Quelques mois plus tard, des citoyens avaient signé une pétition pour exiger le départ du maire. M. Ritchie aurait insulté, dans les médias sociaux, le ministre de la Santé de l’époque, Hugh Flemming, parce qu’il refusait de construire un nouvel hôpital à Perth-Andover.

Encore une fois, M. Ritchie n’a pas démissionné, mais il a toutefois été battu aux élections municipals suivantes, en 2016.

Donc, si le maire de la Municipalité régionale de Tracadie, Denis Losier, fait face à un vote de non confiance à la prochaine réunion ordinaire, prévue le lundi 25 mars, il pourrait s’agir d’une première dans l’histoire moderne de la gouvernance locale au Nouveau-Brunswick.

Des conseillers de la MRT ont déposé une plainte, selon le Code d’éthique et de déontologie, pour le conseil municipal, contre le maire lors d’une réunion à huis clos, lundi. On lui reproche une mauvaise conduite à l’endroit des conseillers, des allégations de harcèlement et un manque de respect du processus décisionnel depuis son élection, en mai 2016.

Cette plainte fait notamment suite à la décision du maire, sans l’appui pourtant nécessaire de l’ensemble du conseil, de demander une mise en tutelle de la ville au gouvernement Higgs, à la fin février.

Dans cette lettre de plainte dont le journal a obtenu copie, on indiquait la tenue d’un vote de non confiance envers le premier élu dès le retour en réunion ordinaire, tout en lui demandant de faire des excuses au ministre de l’Environnement et des Gouvernements locaux, Jeff Carr.

En réunion ordinaire, les élus ont d’abord rejeté, à six (dont le maire) contre quatre, l’offre de médiation de la part du ministère, alors que cela nécessitait l’unanimité. Il n’y a pas eu de vote de non confiance par la suite.

Cependant, le sujet reviendra à l’ordre du jour d’une réunion à huis clos, jeudi soir, à Tracadie. Il est donc possible qu’un vote de non confiance soit alors exprimé le 25 mars.

Impossible d’en savoir davantage sur les conséquences d’un tel geste du côté du ministère de l’Environnement et des Gouvernements locaux.
«Il serait inapproprié de spéculer sur des hypothèses. Le gouvernement local doit respecter les lois, les règlements applicables, leurs règlements et leurs politiques», a laissé savoir Erika Jutras, agente des communications.

À l’Association francophone des municipalités du N.-B., la directrice générale intérimaire, Eugénie Boudreau, mentionne qu’à sa connaissance, un processus de vote de confiance envers un élu n’existe pas dans le monde de la gouvernance municipale. À sa connaissance, elle ne peut se souvenir d’un exemple sur lequel on pourrait se servir pour comparer.

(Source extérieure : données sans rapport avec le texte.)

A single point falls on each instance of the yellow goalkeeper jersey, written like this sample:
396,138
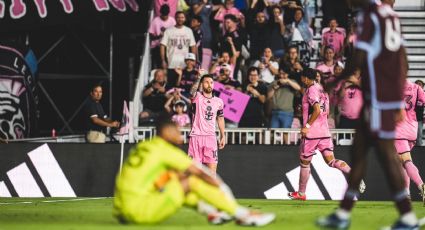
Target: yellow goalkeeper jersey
145,165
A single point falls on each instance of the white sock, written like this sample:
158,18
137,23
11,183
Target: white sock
241,212
409,218
205,208
343,214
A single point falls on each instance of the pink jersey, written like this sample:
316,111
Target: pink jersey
320,128
159,26
205,112
334,40
182,119
351,103
171,3
413,95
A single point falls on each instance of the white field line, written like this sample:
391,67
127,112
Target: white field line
52,201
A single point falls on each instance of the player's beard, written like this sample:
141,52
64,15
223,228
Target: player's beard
208,90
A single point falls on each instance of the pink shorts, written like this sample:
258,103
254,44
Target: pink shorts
203,149
308,146
403,146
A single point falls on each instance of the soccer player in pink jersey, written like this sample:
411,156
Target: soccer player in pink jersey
315,132
406,133
381,58
207,112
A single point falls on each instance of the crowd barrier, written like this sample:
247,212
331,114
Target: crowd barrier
252,171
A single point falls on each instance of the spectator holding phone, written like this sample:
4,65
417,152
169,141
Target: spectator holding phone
188,75
326,68
268,66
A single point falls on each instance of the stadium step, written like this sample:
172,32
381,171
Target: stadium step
415,43
411,14
413,29
416,58
417,66
416,73
412,21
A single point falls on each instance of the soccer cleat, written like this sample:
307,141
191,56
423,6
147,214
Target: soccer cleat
422,188
297,196
256,219
218,218
362,186
333,221
401,226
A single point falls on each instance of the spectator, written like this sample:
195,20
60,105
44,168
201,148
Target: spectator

«Chaque ordre de gouvernement possède son fonctionnement. Au fédéral et au provincial, on peut faire un vote de confiance sur un budget ou certains enjeux spécifiques. Il y a des procédures à suivre et un mécanisme en place. Mais au niveau municipal, cette procédure n’existe pas ou n’a pas d’équivalent parce que le fonctionnement est différent. Le maire est élu au suffrage universel et il n’y a pas de partis politiques. Du moins, c’est notre compréhension à cette question», répond-elle, tout en reconnaissant la situation délicate à la Municipalité régionale de Tracadie.

Quant à la portée d’un tel vote, elle mentionne que ce sera aux parties impliquées dans ce litige de le déterminer, car, répète-t-elle, il n’existe rien de ce côté.